La calma del encinar
CINCUENTA AÑOS NO ES
NADA
Tomás Martín Tamayo
Blog Cuentos del Día a Día
Ayer, cincuenta años después, nos reunimos en Badajoz muchos
de los que concluimos la carrera de Magisterio en 1967. Celebramos la
“promoción de oro” juntos, maestras y maestros, pese a que en aquellos años la
separación por sexo nos situaba al margen y, como cantaba Esteso, “los niños
con los niños y las niñas con las niñas” aunque, al menos en teoría, habíamos
superado esa etapa y nos preparaban para impartir la docencia. La mayoría
acabamos ejerciendo nuestra profesión.
Alumnas y alumnos
pertenecíamos a universos diferentes, separados por la frontera de una puerta que
ni ellas ni nosotros osábamos cruzar.
En el edificio de la Escuela Normal de Magisterio,
ocupábamos alas distintas y poco o nada
sabíamos de lo que ocurría al otro lado
de nuestro “telón de acero”, porque lo único común que compartíamos era la
escalinata y la puerta de entrada. Creo que también el profesorado. Difícil de
entender en una época en la que, en todas las facultades y escuelas
universitarias, la enseñanza era mixta. Tampoco entendí nunca lo de “escuela
normal” porque no era una escuela y lo
de normal… ¿Habría escuelas anormales?
Fue un encuentro gratificante. En muchos casos nos vimos
compañeros desconectados desde hacía cincuenta años y que, pese a mantener por
entonces una relación casi fraternal, habíamos distanciado nuestras vidas,
porque la distancia, si no es olvido, se le parece mucho. Algunos no asistieron
al encuentro, que en la “promoción de oro”

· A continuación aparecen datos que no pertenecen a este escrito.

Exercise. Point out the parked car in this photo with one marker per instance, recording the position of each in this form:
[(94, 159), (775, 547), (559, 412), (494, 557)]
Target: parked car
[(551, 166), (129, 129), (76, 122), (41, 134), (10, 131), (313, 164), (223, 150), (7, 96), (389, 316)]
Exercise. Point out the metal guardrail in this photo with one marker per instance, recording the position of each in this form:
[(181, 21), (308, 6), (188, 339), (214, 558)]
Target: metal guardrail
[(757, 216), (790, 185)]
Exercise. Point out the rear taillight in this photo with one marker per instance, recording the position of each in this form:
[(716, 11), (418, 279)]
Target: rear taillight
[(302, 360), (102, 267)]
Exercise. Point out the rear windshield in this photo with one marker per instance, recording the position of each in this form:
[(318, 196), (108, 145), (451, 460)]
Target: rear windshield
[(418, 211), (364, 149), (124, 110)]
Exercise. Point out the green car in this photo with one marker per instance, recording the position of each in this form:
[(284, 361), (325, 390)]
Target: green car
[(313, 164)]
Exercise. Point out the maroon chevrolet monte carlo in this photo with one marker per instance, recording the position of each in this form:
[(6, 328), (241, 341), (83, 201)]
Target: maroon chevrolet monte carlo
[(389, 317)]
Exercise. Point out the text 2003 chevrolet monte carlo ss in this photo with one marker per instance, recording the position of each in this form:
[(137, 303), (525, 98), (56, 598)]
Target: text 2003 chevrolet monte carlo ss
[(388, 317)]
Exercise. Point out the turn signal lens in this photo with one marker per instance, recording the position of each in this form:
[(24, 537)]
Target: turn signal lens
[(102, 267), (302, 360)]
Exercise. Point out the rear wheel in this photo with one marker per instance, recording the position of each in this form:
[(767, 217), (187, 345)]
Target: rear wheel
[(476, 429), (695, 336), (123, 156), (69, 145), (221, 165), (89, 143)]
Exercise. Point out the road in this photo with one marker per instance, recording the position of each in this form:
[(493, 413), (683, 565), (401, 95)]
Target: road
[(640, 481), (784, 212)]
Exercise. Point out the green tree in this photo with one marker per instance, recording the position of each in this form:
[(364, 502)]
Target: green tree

no es oro todo lo que reluce y los setenta que rondamos todos, tienen sus
exigencias. Una docena fallecieron y nos
enteramos ayer, durante el recuento, porque al concluir nuestra carrera, el
viento de la dispersión nos sopló hacia a mundos diferentes.
Tampoco pudimos invitar a ningún profesor, la mayoría ya no están y los que están tampoco
tienen ánimo de celebraciones. Pero los recordamos a todos, a los buenos, a los
regulares, a los indiferentes e incluso a los malos, que de todo tuvimos y
alguno “de marías”, nos dejó el ejemplo de lo que nunca debíamos ser como
maestros. Otros, la mayoría, nos marcaron, nos enseñaron y nos han guiado
durante todos estos años. Como maestros y como personas.
Hace cincuenta años teníamos la vida abierta y sin saber qué
hacer con ella, porque al concluir nuestros estudios no nos dieron un manual de
instrucciones. Era como subir en un ferial a un tren fantasma, ignorando en qué
esquina nos aguardaría el escobazo, el susto o el vaso de agua fría. De todo
hemos tenido. Entonces el primer dilema era qué íbamos a hacer con nosotros
mismos y cómo atravesar un túnel tan largo, en un tren tan incierto y sin
estaciones conocidas.
En la cabeza y en el
corazón se nos amontonaban miles de preguntas, para las que no encontrábamos
respuestas. Ahora nos sobran las respuestas y lo que nos faltan son preguntas. Preguntas
que tampoco nos formulan porque, a
nuestra edad, se nos considera al margen de toda interrogante.
Cincuenta años no es nada, apenas un soplo que nos ha
achicharrado la piel del alma, dejando en nosotros las anillas de los árboles
viejos, esos que miran el bosque desde arriba y que han aprendido a respirar y
otear el horizonte, soportando las inclemencias del tiempo. No obstante,
después del oro, hemos quedado en volver a juntarnos en 2042, para cuando nuestra promoción se haga de
platino. Seguro que para entonces volveremos a tener más preguntas que respuestas.